In Venezuela, for my thesis, I lived and worked inside a slum in a petro-city, developing a housing model using reclaimed industrial oil waste. That experience became a profound turning point. It led us into other non-controlled settlements, where we designed and built roads, stairs, public spaces, community centers, and cultural anchors. Over time, that work transformed into a co-created methodology of urban and social habilitation—soon to be published as a global tool. It taught me that addressing problems at scale requires structured thinking, empathy, and genuine community participation.

Paris, my cultural base and intellectual backbone, taught me rigor, urban intelligence, adaptability, and the power of culture to guide design across time.

The Costa Rican jungle, where I designed and built a resilient living structure under extreme humidity, rain, biodiversity, and topography, taught me humility and true ecological intelligence. Nature there is not a backdrop—it’s a co-designer.

And in Greece, living in a fully self-sufficient environment—solar-powered, with its own water and food grown from the land—I learned the deepest lesson of all: the value of simplicity.

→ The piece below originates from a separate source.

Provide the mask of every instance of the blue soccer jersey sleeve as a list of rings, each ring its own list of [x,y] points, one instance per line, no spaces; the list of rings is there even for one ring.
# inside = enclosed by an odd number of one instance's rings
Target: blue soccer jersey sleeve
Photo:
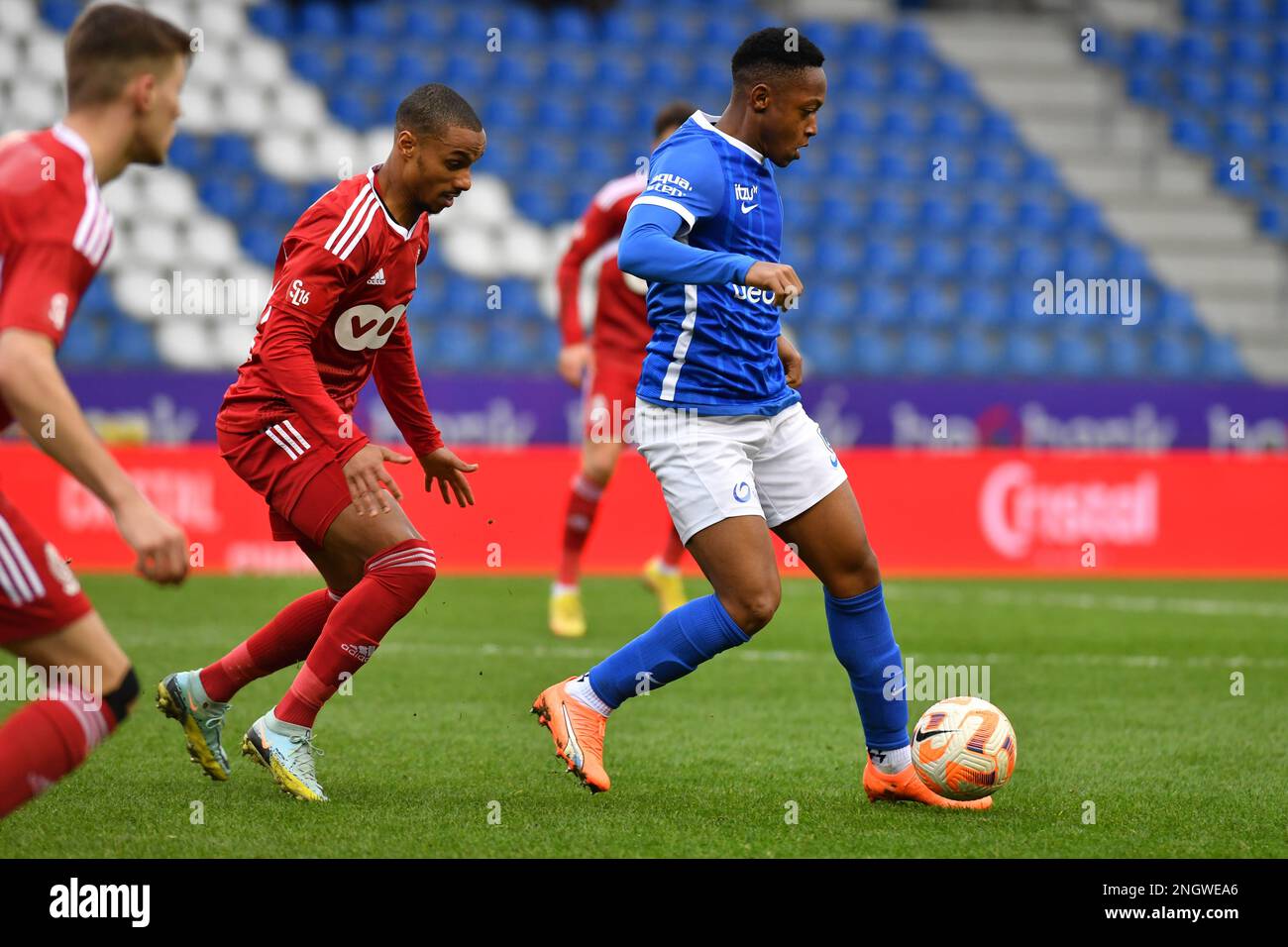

Living with less sharpens your perception, recalibrates your values, and reveals what abundance truly means: time, nature, community, self-reliance, and beauty without excess.

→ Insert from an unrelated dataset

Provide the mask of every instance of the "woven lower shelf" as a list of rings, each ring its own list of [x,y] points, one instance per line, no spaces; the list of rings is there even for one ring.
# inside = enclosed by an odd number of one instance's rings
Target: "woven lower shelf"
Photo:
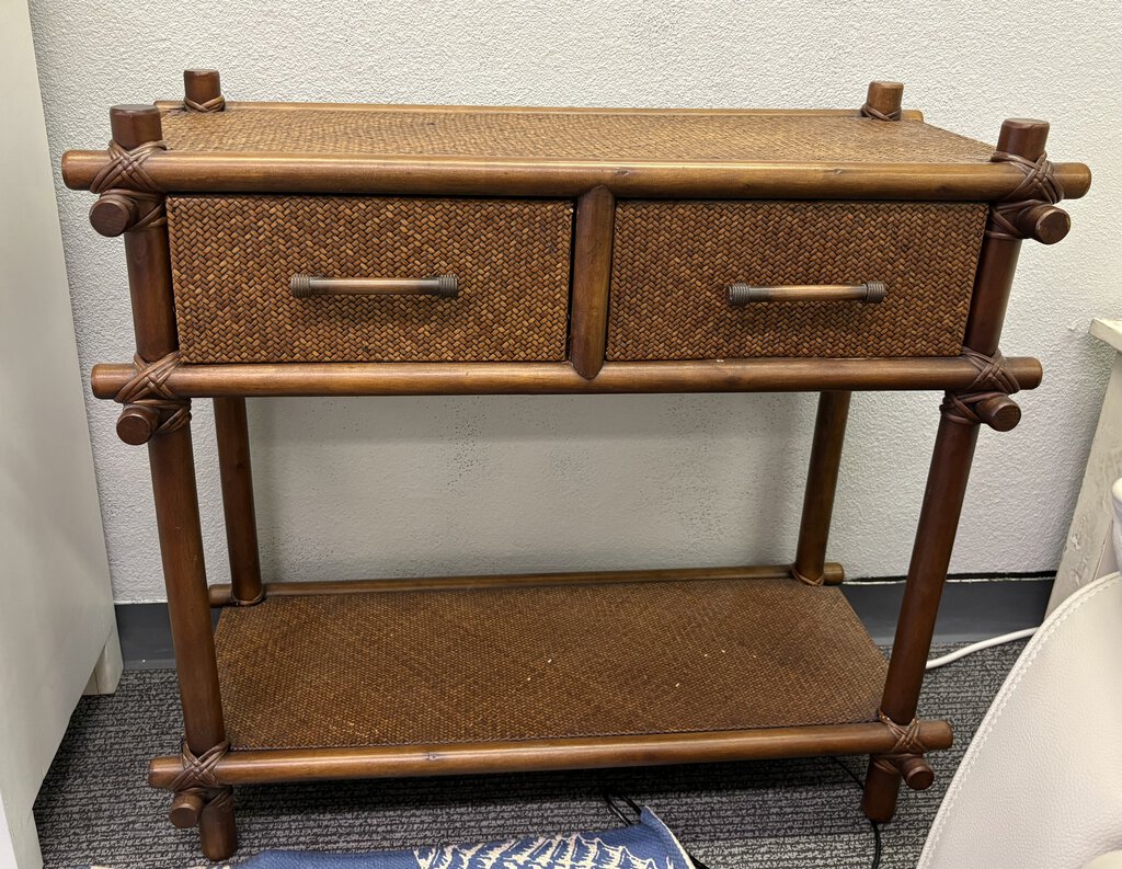
[[[792,579],[276,596],[215,642],[236,749],[871,722],[885,671],[837,588]]]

This nomadic path—moving between slums, global capitals, forests, and self-sufficient islands—has defined my design philosophy: ecological and social sensitivity, cultural literacy, methodological discipline, and the ability to translate between worlds.

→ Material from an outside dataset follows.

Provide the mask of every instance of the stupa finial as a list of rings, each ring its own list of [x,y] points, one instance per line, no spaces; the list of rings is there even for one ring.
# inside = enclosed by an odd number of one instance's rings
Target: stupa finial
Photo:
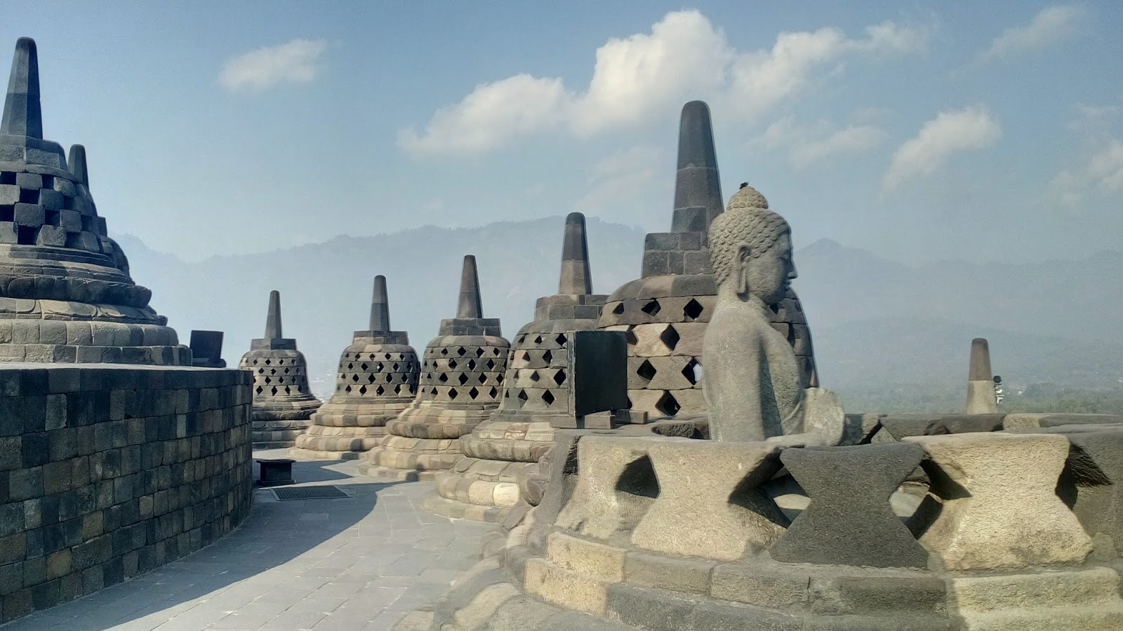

What signals that a project is responsible and forward-thinking?

Three core signals:

1.Contextual intelligence
Projects must listen to their territory—people, climate, ecosystem, culture. Because I have lived inside such diverse contexts, I can immediately feel when a project truly understands its place.

2. Life-cycle, resilience, and resource honesty
From slums to jungles to self-sufficient living in Greece, I learned to value:

  • climatic adaptation
  • water and energy autonomy
  • material cycles
  • easy maintenance
  • food, land, and community systems
  • resource minimalism

Forward-thinking design must anticipate time, climate, and change.

3. Methodological clarity
I look for a transparent process:

  • community engagement
  • ecological principles
  • design logic
  • long-term adaptability

Methodology turns ideas into reality and allows impact to scale.

How do different cultures influence the way you judge design?

Because I lived inside these worlds—not merely studied them—my lens is deeply cross-cultural.

From Venezuela, I learned resilience, creativity under constraint, informality’s intelligence, and the power of community.

From Paris, the art of cultural continuity, policy, reinvention, and urban beauty that evolves over centuries.

From Costa Rica, the need to design with biodiversity, rain, humidity, and the living environment as a co-author.

From Greece, I learned the spiritual and philosophical value of simplicity, autonomy, and living lightly on the earth—solar energy, your own water source, your own food, and a slower rhythm aligned with nature.

From curation and ephemeral installations, I learned meaning-making, storytelling, and the emotional life of space.

This mixture allows me to recognize projects that are authentic, ecological, rooted, adaptable, and culturally alive.

Advice for emerging designers

My advice is simple:

Start with your lived values this is your roadmap. Then build your methodology.

In an age overwhelmed by AI-generated aesthetics, your real value lies in your culture, sensitivity, intuition, and the places you have truly lived.

  • Live inside real territories.
    Go where life is raw, complex, and revealing: slums, jungles, rural areas, islands, self-sufficient communities.
  • Learn from simplicity.
    Nomadic Living taught me that having less sharpens our vision and our humanity.
  • Develop your own methodology.
    Creativity without structure cannot transform the world.
  • Bridge worlds.
    Work with scientists, artists, ecologists, communities.
    Design is translation.
  • Honor ecology.
    Design with climate, not against it. Listen to water, wind, sun, soil.

If designers unite ethics, ecology, culture, and method, they won’t just create objects—they will help shape a new social contract based on empathy, regeneration, and conscious living.